+ mm-gup-handle-hugepd-for-follow_page.patch added to mm-unstable branch

[Date Prev][Date Next][Thread Prev][Thread Next][Date Index][Thread Index]

 



The patch titled
     Subject: mm/gup: handle hugepd for follow_page()
has been added to the -mm mm-unstable branch.  Its filename is
     mm-gup-handle-hugepd-for-follow_page.patch

This patch will shortly appear at
     https://git.kernel.org/pub/scm/linux/kernel/git/akpm/25-new.git/tree/patches/mm-gup-handle-hugepd-for-follow_page.patch

This patch will later appear in the mm-unstable branch at
    git://git.kernel.org/pub/scm/linux/kernel/git/akpm/mm

Before you just go and hit "reply", please:
   a) Consider who else should be cc'ed
   b) Prefer to cc a suitable mailing list as well
   c) Ideally: find the original patch on the mailing list and do a
      reply-to-all to that, adding suitable additional cc's

*** Remember to use Documentation/process/submit-checklist.rst when testing your code ***

The -mm tree is included into linux-next via the mm-everything
branch at git://git.kernel.org/pub/scm/linux/kernel/git/akpm/mm
and is updated there every 2-3 working days

------------------------------------------------------
From: Peter Xu <peterx@xxxxxxxxxx>
Subject: mm/gup: handle hugepd for follow_page()
Date: Thu, 21 Mar 2024 18:08:01 -0400

Hugepd is only used in PowerPC so far on 4K page size kernels where hash
mmu is used.  follow_page_mask() used to leverage hugetlb APIs to access
hugepd entries.  Teach follow_page_mask() itself on hugepd.

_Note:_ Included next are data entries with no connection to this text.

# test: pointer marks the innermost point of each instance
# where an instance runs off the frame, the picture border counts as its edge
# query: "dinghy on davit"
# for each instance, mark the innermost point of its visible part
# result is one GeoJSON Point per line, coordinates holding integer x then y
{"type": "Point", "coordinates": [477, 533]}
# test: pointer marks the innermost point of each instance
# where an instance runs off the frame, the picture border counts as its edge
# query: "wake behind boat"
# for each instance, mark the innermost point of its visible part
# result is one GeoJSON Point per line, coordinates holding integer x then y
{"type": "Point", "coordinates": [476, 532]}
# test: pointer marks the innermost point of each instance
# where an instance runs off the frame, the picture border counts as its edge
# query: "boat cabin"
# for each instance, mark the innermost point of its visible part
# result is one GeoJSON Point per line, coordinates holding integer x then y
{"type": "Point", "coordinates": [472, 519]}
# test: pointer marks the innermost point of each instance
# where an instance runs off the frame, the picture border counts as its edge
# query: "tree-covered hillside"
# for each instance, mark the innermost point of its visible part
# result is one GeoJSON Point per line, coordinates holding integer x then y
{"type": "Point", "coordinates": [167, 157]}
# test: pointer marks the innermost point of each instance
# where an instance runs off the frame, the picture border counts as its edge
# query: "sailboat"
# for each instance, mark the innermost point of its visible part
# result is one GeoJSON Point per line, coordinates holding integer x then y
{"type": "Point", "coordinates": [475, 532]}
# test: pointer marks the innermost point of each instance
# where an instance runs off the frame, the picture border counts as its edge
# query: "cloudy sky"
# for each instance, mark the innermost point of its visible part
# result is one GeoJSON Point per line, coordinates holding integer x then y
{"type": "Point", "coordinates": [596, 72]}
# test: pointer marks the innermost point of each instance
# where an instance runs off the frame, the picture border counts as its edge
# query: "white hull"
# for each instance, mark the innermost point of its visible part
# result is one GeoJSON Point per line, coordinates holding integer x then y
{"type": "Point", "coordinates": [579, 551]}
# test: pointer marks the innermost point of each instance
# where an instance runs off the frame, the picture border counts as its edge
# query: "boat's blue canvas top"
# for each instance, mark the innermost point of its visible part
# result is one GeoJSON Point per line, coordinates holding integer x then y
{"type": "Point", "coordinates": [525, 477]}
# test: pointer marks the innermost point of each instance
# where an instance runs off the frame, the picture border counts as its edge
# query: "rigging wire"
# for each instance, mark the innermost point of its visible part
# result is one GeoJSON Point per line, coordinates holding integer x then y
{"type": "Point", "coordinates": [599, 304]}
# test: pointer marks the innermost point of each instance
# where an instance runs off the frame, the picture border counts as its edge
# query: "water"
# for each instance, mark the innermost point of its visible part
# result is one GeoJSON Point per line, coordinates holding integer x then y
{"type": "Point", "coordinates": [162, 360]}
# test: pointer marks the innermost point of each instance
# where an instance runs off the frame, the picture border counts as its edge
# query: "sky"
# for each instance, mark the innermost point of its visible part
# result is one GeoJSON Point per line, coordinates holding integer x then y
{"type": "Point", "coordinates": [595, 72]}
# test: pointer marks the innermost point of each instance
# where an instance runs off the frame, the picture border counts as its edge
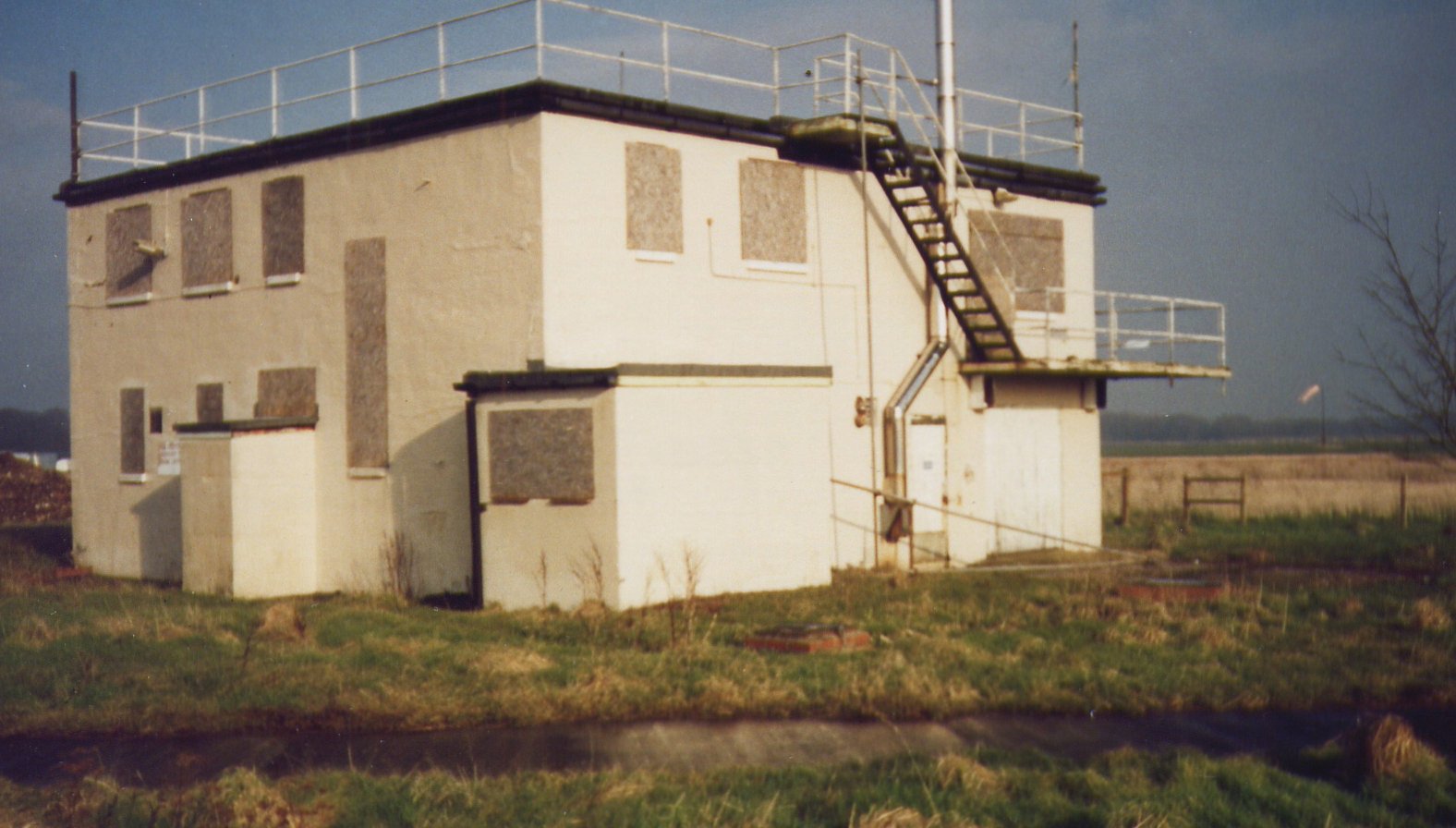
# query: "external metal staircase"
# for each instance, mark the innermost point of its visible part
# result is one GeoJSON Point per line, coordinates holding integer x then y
{"type": "Point", "coordinates": [913, 185]}
{"type": "Point", "coordinates": [978, 300]}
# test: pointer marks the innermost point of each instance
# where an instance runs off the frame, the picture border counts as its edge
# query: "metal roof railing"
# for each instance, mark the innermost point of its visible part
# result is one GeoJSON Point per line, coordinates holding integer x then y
{"type": "Point", "coordinates": [1127, 326]}
{"type": "Point", "coordinates": [549, 40]}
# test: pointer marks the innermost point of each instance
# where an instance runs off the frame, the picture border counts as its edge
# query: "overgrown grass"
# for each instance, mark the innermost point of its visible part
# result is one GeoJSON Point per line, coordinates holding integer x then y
{"type": "Point", "coordinates": [120, 656]}
{"type": "Point", "coordinates": [983, 787]}
{"type": "Point", "coordinates": [1427, 546]}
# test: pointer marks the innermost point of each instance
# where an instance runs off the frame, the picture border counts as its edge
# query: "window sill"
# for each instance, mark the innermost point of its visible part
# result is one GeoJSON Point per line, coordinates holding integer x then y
{"type": "Point", "coordinates": [207, 290]}
{"type": "Point", "coordinates": [126, 300]}
{"type": "Point", "coordinates": [796, 268]}
{"type": "Point", "coordinates": [660, 256]}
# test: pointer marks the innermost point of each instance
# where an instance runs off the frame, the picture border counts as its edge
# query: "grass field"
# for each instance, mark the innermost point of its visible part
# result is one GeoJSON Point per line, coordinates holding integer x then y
{"type": "Point", "coordinates": [121, 656]}
{"type": "Point", "coordinates": [982, 787]}
{"type": "Point", "coordinates": [1284, 483]}
{"type": "Point", "coordinates": [98, 655]}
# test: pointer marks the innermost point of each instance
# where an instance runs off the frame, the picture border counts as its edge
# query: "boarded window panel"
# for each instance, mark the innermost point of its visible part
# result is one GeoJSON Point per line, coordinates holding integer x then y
{"type": "Point", "coordinates": [367, 354]}
{"type": "Point", "coordinates": [207, 239]}
{"type": "Point", "coordinates": [285, 392]}
{"type": "Point", "coordinates": [133, 431]}
{"type": "Point", "coordinates": [128, 271]}
{"type": "Point", "coordinates": [540, 453]}
{"type": "Point", "coordinates": [283, 225]}
{"type": "Point", "coordinates": [770, 200]}
{"type": "Point", "coordinates": [1033, 256]}
{"type": "Point", "coordinates": [654, 198]}
{"type": "Point", "coordinates": [210, 402]}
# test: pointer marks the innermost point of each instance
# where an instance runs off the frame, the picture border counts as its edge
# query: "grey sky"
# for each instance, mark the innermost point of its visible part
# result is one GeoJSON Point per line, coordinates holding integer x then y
{"type": "Point", "coordinates": [1220, 129]}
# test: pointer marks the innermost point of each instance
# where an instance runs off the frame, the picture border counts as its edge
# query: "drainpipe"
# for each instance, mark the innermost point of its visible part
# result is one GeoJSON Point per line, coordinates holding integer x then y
{"type": "Point", "coordinates": [896, 483]}
{"type": "Point", "coordinates": [472, 443]}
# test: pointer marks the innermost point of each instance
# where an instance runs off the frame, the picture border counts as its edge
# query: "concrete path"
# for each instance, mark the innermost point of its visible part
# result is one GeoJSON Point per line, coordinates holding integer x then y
{"type": "Point", "coordinates": [677, 746]}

With previous refactors on fast-gup gup_huge_pd(), most of the code can be
easily leveraged.  There's something not needed for follow page, for
example, gup_hugepte() tries to detect pgtable entry change which will
never happen with slow gup (which has the pgtable lock held), but that's
not a problem to check.

Since follow_page() always only fetch one page, set the end to "address +
PAGE_SIZE" should suffice.  We will still do the pgtable walk once for
each hugetlb page by setting ctx->page_mask properly.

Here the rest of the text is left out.